The history behind Flemings Mayfair hotel
Flemings Mayfair hotel in London was founded by Robert Fleming in 1851, a date commemorated by the hotel's stained glass window depicting the Great Exhibition at Crystal Palace.
Born in 1820 to William Fleming, a victualler, Robert was a servant and valet to the Marquis & Marchioness of Angelsey at 1 Old Burlington Street in London - ideal training for running a high class hotel.
The 1852 London Post Office Directory documents Fleming running a lodging house at 10 Half Moon Street (believed to have originated in 1730). The street was named after the Half Moon public house on the corner where James Boswell, best known for his biography of Samuel Johnson, lodged in 1768.

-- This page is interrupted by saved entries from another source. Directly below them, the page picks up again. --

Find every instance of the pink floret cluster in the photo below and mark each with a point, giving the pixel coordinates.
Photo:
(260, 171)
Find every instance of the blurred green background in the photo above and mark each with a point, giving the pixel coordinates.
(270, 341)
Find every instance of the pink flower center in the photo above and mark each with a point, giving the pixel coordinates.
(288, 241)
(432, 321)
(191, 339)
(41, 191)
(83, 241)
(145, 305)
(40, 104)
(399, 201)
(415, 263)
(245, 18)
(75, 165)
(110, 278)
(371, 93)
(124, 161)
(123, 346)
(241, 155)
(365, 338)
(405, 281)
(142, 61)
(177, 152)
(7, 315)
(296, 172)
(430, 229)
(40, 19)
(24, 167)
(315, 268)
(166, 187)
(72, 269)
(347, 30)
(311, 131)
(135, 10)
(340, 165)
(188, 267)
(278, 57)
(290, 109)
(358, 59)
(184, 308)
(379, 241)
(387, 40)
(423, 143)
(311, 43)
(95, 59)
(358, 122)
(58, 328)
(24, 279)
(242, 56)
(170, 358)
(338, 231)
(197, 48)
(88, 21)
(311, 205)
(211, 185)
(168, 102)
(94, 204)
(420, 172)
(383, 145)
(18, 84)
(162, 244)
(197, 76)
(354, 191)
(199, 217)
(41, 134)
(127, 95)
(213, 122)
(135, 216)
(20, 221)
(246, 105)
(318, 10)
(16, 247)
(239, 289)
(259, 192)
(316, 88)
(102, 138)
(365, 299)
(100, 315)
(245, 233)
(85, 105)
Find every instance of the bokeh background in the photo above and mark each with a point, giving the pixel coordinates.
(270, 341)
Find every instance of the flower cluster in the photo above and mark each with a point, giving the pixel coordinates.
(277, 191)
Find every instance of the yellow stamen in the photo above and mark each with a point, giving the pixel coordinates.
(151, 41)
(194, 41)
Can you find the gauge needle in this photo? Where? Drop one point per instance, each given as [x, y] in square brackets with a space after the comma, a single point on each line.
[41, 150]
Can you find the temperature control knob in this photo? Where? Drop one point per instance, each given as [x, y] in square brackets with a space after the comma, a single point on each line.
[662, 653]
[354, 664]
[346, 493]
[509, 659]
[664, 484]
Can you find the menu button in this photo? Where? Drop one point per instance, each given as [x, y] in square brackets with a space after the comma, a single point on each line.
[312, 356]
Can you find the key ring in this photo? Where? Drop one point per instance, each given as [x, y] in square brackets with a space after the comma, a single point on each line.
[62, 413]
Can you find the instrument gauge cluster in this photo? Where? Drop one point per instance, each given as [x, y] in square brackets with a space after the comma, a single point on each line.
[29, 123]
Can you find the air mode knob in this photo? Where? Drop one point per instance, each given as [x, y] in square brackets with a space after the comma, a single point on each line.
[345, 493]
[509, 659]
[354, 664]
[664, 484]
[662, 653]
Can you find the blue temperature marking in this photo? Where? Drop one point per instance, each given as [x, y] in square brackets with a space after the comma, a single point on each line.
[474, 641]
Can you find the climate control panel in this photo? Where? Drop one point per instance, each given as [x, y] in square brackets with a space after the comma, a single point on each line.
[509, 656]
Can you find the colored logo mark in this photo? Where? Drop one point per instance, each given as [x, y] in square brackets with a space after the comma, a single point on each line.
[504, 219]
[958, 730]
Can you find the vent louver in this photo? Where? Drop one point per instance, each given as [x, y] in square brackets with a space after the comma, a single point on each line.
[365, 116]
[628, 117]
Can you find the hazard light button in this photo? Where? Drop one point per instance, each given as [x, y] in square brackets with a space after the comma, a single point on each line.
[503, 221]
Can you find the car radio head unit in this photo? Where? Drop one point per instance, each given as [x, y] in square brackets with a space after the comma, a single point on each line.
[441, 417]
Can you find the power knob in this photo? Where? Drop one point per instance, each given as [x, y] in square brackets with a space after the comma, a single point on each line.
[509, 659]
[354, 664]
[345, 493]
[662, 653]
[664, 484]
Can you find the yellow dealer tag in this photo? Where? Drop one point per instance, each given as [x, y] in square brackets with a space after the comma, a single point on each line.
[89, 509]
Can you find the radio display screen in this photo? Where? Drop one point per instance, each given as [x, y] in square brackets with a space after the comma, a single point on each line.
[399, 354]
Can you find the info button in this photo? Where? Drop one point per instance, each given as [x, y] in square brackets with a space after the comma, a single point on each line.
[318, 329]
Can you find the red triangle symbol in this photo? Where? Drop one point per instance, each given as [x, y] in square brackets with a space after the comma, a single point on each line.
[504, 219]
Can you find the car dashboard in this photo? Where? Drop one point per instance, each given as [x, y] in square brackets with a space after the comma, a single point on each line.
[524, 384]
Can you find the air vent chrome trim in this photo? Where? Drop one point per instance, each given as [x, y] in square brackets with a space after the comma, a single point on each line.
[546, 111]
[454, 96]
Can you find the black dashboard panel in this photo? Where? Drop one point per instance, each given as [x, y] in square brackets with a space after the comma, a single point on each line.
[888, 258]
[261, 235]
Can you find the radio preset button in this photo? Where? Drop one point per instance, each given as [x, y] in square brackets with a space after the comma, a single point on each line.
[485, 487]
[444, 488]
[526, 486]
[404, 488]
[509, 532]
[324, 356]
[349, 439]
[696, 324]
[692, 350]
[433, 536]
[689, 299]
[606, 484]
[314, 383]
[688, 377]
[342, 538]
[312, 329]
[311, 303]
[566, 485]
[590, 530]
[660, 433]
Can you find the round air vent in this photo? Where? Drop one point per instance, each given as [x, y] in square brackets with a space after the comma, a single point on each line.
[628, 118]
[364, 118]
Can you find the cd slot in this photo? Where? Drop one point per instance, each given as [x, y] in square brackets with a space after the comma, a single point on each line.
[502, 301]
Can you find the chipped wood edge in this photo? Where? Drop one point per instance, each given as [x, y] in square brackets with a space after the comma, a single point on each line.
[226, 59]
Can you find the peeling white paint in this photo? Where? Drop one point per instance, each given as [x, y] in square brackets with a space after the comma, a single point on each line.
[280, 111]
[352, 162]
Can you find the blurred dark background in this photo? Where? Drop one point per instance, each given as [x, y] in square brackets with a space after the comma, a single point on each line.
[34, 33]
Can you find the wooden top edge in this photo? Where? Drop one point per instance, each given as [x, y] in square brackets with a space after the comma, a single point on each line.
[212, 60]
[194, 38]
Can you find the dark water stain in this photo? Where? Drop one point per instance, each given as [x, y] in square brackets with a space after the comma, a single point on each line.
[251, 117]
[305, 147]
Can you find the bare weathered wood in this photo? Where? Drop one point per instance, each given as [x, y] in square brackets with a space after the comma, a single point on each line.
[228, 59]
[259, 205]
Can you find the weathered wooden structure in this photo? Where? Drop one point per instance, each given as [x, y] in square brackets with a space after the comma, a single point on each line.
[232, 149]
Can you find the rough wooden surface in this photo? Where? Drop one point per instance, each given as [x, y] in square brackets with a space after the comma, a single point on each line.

Half Moon Street has been occupied by nobility, surgeons, physicians, legal professionals... and rogues. George Hudson, MP for Sunderland, had apartments in the hotel between 1855 and 1857. Hudson, the 'Railway King', was a railway promoter and fraudster accused of manipulating the share prices of his companies. As an MP he could not be arrested while Parliament sat, so he lodged at Flemings Hotel.
Today Flemings Mayfair is a privately owned, boutique London hotel, occupying 6 interconnecting Georgian Townhouses.